Defendant Marie E. Lindblom is an intelligent woman and can read and write, and presumably knew what she was doing when she signed these notes. She testified that she signed them at the request of her husband, but that she personally owed plaintiff nothing. She knew, however, that these were renewal notes, and testified that when she signed them she knew they would increase her husband’s credit. Under the circumstances when she signed the notes at her husband’s request, with knowledge that signing them would increase her husband’s credit, it constituted a good consideration running to this defendant, and she cannot escape liability.

The finding of the jury that the notes were without consideration *170so far as the answering defendant was concerned, was contrary to and against the weight of the evidence.

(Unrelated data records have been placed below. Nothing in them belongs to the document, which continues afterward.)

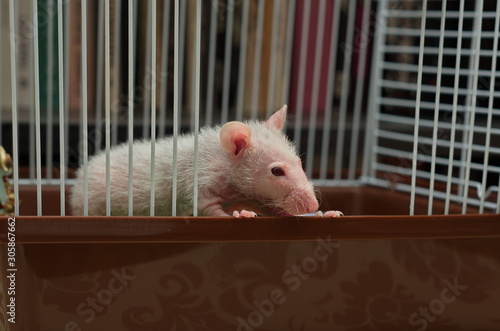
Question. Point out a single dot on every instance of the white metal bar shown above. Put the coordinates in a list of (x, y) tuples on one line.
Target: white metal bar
[(209, 106), (399, 31), (66, 62), (242, 61), (431, 69), (404, 156), (431, 88), (197, 105), (116, 104), (107, 106), (84, 110), (437, 14), (344, 98), (304, 34), (130, 105), (436, 110), (478, 28), (402, 120), (313, 114), (164, 67), (273, 56), (1, 75), (431, 50), (99, 80), (430, 105), (36, 77), (490, 110), (182, 52), (15, 137), (417, 109), (407, 188), (227, 61), (49, 133), (358, 96), (257, 59), (330, 88), (146, 112), (62, 95), (153, 108), (176, 105), (31, 114), (287, 67)]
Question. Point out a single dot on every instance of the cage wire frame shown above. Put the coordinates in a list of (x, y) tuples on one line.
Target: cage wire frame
[(422, 113)]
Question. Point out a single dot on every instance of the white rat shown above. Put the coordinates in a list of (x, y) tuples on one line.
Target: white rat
[(238, 161)]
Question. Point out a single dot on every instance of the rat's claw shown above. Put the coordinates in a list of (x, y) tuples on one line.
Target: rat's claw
[(333, 213), (329, 214), (244, 214)]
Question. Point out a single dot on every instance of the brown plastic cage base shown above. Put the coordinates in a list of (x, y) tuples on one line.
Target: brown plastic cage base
[(384, 272)]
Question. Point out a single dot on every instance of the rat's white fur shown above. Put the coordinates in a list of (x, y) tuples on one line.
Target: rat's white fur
[(222, 175)]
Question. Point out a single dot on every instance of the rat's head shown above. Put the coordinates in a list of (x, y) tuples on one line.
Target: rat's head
[(266, 166)]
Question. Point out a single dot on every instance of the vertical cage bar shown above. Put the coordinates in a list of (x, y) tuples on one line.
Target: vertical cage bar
[(273, 53), (62, 95), (417, 108), (116, 103), (36, 77), (1, 75), (85, 110), (290, 20), (99, 80), (477, 56), (369, 157), (107, 106), (209, 106), (330, 88), (182, 51), (344, 97), (360, 84), (13, 77), (68, 82), (242, 60), (29, 85), (146, 111), (454, 108), (197, 105), (227, 61), (313, 114), (176, 106), (49, 134), (31, 114), (130, 106), (306, 13), (489, 120), (153, 107), (164, 68), (436, 108), (258, 58)]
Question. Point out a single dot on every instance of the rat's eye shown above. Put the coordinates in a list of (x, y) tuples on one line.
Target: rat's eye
[(277, 171)]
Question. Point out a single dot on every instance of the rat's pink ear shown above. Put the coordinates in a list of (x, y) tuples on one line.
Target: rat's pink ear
[(277, 120), (235, 137)]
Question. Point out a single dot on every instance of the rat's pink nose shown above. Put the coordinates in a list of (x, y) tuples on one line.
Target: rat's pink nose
[(313, 205), (303, 202)]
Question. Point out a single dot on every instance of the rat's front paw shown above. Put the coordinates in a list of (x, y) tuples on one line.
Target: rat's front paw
[(244, 214), (330, 213)]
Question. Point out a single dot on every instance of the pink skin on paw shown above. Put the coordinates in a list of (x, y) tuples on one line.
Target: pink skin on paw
[(329, 214), (244, 214)]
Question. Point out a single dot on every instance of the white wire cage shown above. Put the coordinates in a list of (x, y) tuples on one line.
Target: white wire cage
[(395, 94)]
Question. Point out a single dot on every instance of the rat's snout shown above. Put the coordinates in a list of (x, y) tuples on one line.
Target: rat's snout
[(302, 201)]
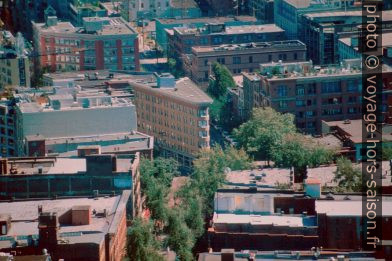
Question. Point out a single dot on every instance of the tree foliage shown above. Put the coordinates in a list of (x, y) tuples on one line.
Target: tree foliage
[(270, 135), (298, 151), (183, 223), (223, 80), (264, 131), (348, 177), (155, 179)]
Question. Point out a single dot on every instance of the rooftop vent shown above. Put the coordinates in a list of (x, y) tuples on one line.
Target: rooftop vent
[(165, 80)]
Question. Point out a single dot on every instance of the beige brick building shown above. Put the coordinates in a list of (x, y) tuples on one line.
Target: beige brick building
[(176, 114)]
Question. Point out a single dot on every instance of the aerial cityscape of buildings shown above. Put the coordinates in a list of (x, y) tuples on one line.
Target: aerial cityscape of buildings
[(146, 130)]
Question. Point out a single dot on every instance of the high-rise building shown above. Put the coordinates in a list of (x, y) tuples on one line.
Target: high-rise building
[(176, 114), (241, 57), (183, 38), (15, 65), (102, 43), (288, 12), (263, 10), (321, 32), (163, 26), (311, 93), (148, 9)]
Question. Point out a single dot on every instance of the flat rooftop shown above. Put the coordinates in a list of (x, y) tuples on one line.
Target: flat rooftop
[(351, 67), (183, 4), (386, 15), (246, 29), (24, 218), (353, 129), (275, 220), (59, 165), (349, 207), (184, 90), (244, 255), (232, 30), (262, 178), (386, 40), (116, 26), (31, 104), (258, 47)]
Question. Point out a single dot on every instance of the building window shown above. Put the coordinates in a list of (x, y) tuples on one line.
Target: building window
[(330, 87), (282, 91), (300, 103), (236, 60), (282, 104), (221, 60), (300, 90), (352, 86)]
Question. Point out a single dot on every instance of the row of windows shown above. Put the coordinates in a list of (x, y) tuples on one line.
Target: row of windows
[(326, 87)]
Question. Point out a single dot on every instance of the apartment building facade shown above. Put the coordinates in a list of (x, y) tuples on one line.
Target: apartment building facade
[(102, 43), (176, 114), (263, 10), (164, 25), (310, 93), (15, 65), (133, 10), (287, 12), (183, 39), (240, 58), (321, 32)]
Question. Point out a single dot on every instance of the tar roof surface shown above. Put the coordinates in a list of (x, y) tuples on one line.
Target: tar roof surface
[(25, 217), (185, 90)]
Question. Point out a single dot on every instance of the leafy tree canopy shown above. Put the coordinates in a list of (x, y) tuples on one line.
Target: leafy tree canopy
[(348, 177)]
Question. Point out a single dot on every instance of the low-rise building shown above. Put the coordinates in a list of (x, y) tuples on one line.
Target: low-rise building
[(15, 65), (101, 43), (240, 58), (350, 134), (60, 120), (183, 38), (281, 220), (92, 174), (255, 255), (83, 228), (133, 10), (79, 11), (176, 113), (348, 48), (287, 13)]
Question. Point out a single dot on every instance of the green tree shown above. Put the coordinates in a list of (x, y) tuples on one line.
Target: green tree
[(348, 177), (264, 131), (209, 171), (298, 151), (175, 67), (180, 237), (142, 244), (223, 80)]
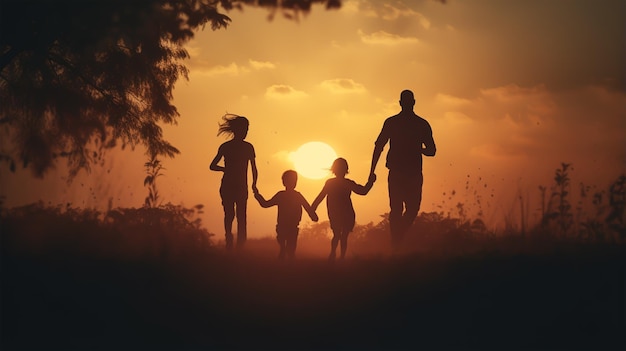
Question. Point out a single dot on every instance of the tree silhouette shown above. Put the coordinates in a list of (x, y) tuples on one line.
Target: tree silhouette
[(79, 77)]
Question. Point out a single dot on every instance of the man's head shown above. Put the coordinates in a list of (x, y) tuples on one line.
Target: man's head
[(290, 179), (407, 100)]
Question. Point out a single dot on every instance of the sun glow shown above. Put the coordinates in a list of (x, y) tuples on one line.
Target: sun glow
[(313, 159)]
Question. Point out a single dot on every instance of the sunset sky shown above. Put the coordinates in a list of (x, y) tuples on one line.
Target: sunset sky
[(511, 89)]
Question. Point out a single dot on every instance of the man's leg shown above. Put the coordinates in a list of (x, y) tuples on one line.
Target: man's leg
[(280, 237), (242, 233), (413, 200), (229, 216), (396, 206), (292, 242)]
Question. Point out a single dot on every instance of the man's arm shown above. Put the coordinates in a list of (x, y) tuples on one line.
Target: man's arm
[(255, 174), (379, 145), (429, 144)]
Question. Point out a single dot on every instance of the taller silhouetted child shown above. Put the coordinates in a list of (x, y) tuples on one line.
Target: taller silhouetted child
[(339, 204)]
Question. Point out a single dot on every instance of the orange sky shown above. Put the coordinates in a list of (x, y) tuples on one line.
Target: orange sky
[(511, 89)]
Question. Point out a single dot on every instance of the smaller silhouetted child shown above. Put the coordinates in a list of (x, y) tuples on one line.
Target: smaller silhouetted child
[(290, 203), (237, 154), (339, 204)]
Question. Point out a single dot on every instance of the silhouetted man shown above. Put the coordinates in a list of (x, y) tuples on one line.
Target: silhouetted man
[(409, 137)]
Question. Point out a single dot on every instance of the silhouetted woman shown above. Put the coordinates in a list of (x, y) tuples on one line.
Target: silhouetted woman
[(237, 154), (339, 204)]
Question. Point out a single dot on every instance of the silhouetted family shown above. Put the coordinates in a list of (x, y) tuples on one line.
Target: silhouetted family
[(409, 137)]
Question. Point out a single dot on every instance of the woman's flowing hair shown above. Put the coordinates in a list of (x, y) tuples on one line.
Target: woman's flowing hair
[(233, 124)]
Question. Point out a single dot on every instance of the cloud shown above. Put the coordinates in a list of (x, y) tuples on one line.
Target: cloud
[(384, 11), (259, 65), (233, 69), (385, 38), (281, 91), (450, 100), (342, 86)]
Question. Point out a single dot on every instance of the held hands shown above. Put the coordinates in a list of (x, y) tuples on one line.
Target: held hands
[(314, 216), (372, 178)]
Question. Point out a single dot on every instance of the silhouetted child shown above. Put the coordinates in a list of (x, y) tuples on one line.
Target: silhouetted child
[(339, 204), (290, 203), (237, 154)]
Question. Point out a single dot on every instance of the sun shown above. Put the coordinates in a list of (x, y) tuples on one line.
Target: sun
[(313, 159)]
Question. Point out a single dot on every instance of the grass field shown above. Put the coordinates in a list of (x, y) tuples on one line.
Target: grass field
[(79, 285)]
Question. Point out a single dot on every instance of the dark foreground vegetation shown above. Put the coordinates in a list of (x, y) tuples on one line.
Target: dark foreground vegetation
[(150, 279), (153, 279)]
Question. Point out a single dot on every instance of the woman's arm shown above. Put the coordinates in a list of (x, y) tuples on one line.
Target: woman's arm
[(319, 198), (214, 164), (364, 189), (255, 175)]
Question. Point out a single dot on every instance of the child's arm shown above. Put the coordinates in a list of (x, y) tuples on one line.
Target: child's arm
[(319, 198), (264, 203), (364, 189), (309, 209), (214, 164)]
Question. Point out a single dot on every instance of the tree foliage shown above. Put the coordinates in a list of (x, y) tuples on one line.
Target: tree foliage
[(79, 77)]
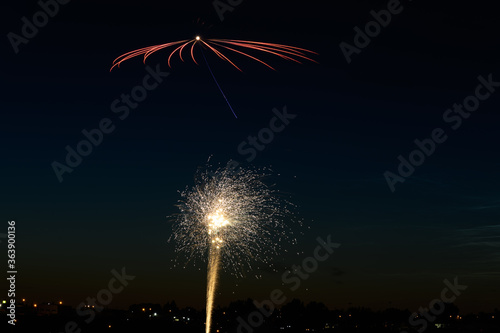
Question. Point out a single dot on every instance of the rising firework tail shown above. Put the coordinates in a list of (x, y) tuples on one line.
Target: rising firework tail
[(231, 219)]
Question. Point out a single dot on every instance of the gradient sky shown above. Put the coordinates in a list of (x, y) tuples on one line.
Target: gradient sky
[(353, 121)]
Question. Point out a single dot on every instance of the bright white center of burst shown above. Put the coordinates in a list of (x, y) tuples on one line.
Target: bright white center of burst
[(216, 221)]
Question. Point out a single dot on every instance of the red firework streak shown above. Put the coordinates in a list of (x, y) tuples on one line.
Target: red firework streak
[(286, 52)]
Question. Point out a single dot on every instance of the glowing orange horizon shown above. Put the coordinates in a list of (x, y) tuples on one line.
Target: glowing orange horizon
[(286, 52)]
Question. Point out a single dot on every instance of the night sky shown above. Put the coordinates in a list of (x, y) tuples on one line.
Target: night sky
[(352, 122)]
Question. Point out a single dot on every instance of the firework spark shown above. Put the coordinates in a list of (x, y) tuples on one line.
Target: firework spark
[(216, 46), (232, 218), (241, 47)]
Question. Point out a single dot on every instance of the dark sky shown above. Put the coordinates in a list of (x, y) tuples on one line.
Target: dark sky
[(353, 121)]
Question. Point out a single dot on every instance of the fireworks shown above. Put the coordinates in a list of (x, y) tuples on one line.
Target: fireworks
[(216, 46), (232, 218), (286, 52)]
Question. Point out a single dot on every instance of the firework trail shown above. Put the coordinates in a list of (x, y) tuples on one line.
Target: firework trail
[(234, 219), (217, 83), (241, 47)]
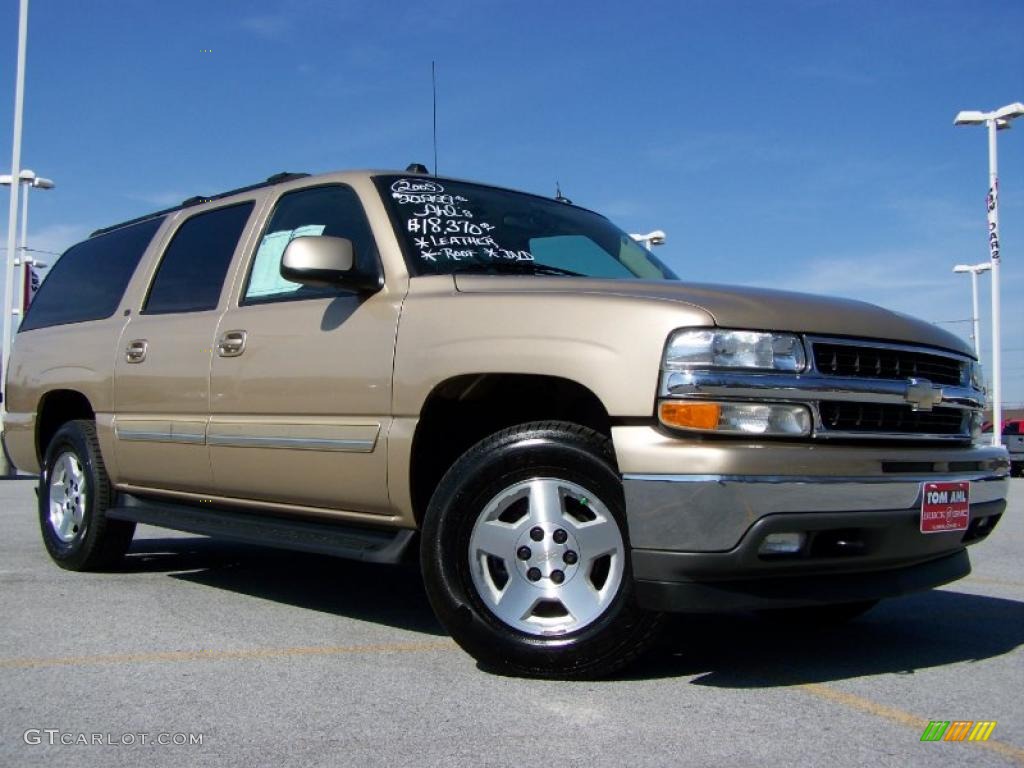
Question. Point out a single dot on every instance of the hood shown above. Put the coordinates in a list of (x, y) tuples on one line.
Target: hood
[(741, 307)]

When a wife signs her husband’s note as a joint maker, and the note is given for his debt, there is a presumption that she intended tó bind herself as a surety, and she should not be released from liability on her simple statement that she did not read the instruments when she signed them, and did not recall aDything about the transactions. (Hover v. Magley, 116 App. Div. 84; Maurice v. Fowler, 78 Misc. 357.)

The judgment and order should be reversed on the law and judgment entered for plaintiff on its motion for a directed verdict, with costs.

Hubbs, P. J., Davis, Crouch and Taylor, JJ., concur.

Judgment and order reversed on the law and judgment directed for the plaintiff upon its motion for a directed verdict, with costs.